How to ensure optimal outcomes following Bariatric Surgery 


To ensure positive outcomes of bariatric surgery, you must take ownership in maintaining an optimal nutritional status. Nutritional deficiencies are common in the obese population, which are also common after even the most successful bariatric surgical procedures. Taking ownership means knowing what nutrients should be monitored and preventing/correcting these deficiencies.   


What are specific vitamin (micronutrient) deficiencies seen in the bariatric population?


Despite the high caloric intake seen in the obese population, malnutrition is still common. Interestingly, obesity is typically a chronic pro-inflammatory status, and this increase in inflammation increases the risk of micronutrient malnutrition. The elevated blood level of an obese person's C-Reactive Protein level is a good indicator of the chronic pro-inflammatory response. With this knowledge in hand, it is clear why obese patients considering bariatric surgery must undergo extensive blood analysis of their micronutrients. 


Common micronutrient  deficiencies in the obese population: 


  • Vitamin D (most common) 

  • Magnesium

  • Phosphate

  • Iron

  • Vitamin A

  • Folate

  • Calcium

  • Vitamin B 12

  • Albumin 


Thiamine malabsorption is common following bariatric surgery, leading to thiamine deficiency. This deficiency can lead to excessive bacterial growth in the small intestines.  


A riboflavin deficiency often causes skin irritations and mouth ulcerations.

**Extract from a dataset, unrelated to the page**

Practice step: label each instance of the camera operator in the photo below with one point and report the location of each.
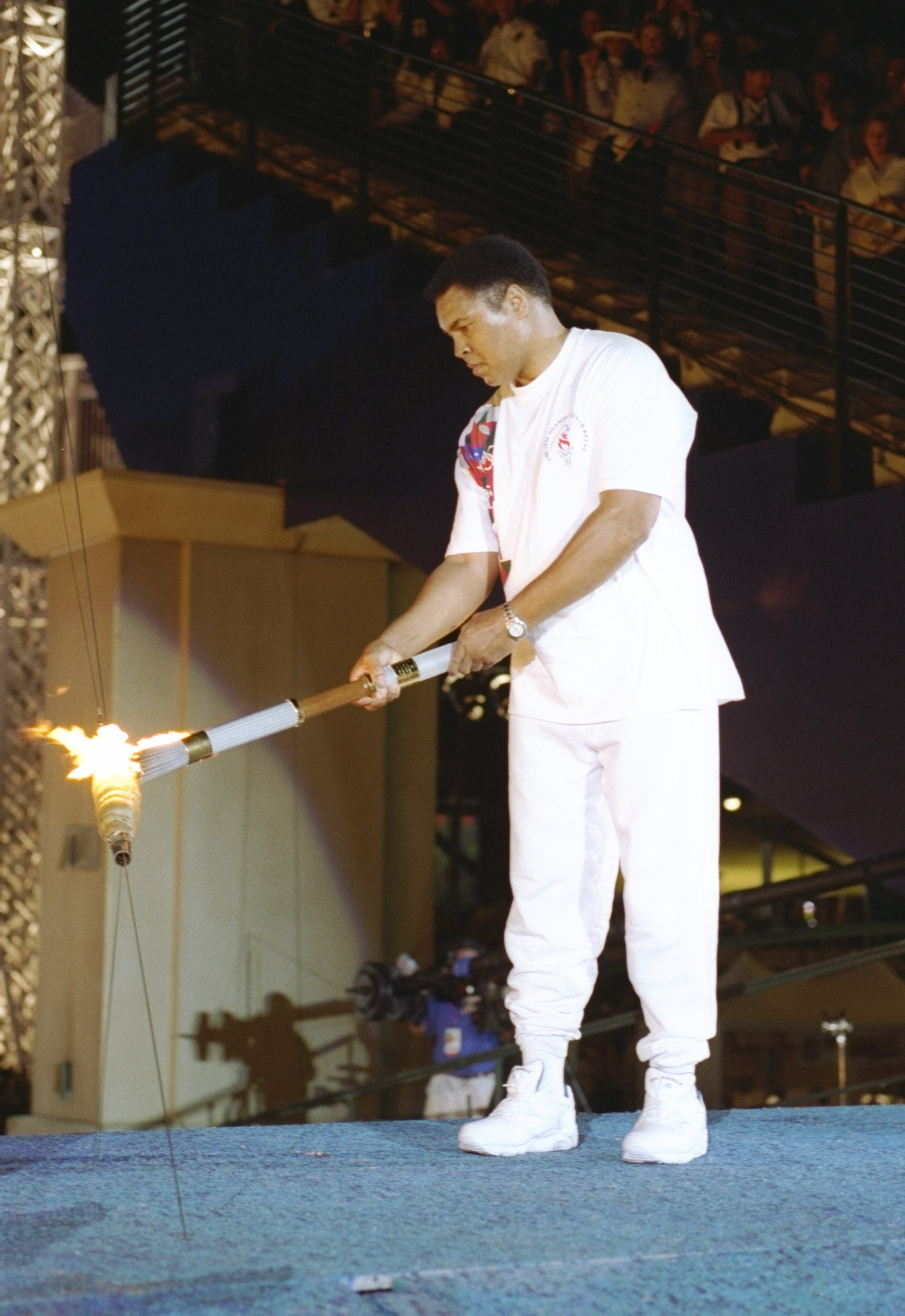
(457, 1029)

After bariatric surgery, a folic acid deficiency is commonly observed, which often causes excessive weakness.


Malabsorption and poor food intake following bariatric surgery are the main reasons for Vitamin B12 deficiencies. This deficiency is often demonstrated with weakness and lightheadedness.


Vitamin C is observed frequently following bariatric surgery. Not being able to eat enough fresh fruits and vegetables post-operatively can cause this deficiency. People feel tired, weak, and irritable. Severe deficiency, called scurvy, causes bruising, gum and dental problems, dry hair and skin, and anemia. 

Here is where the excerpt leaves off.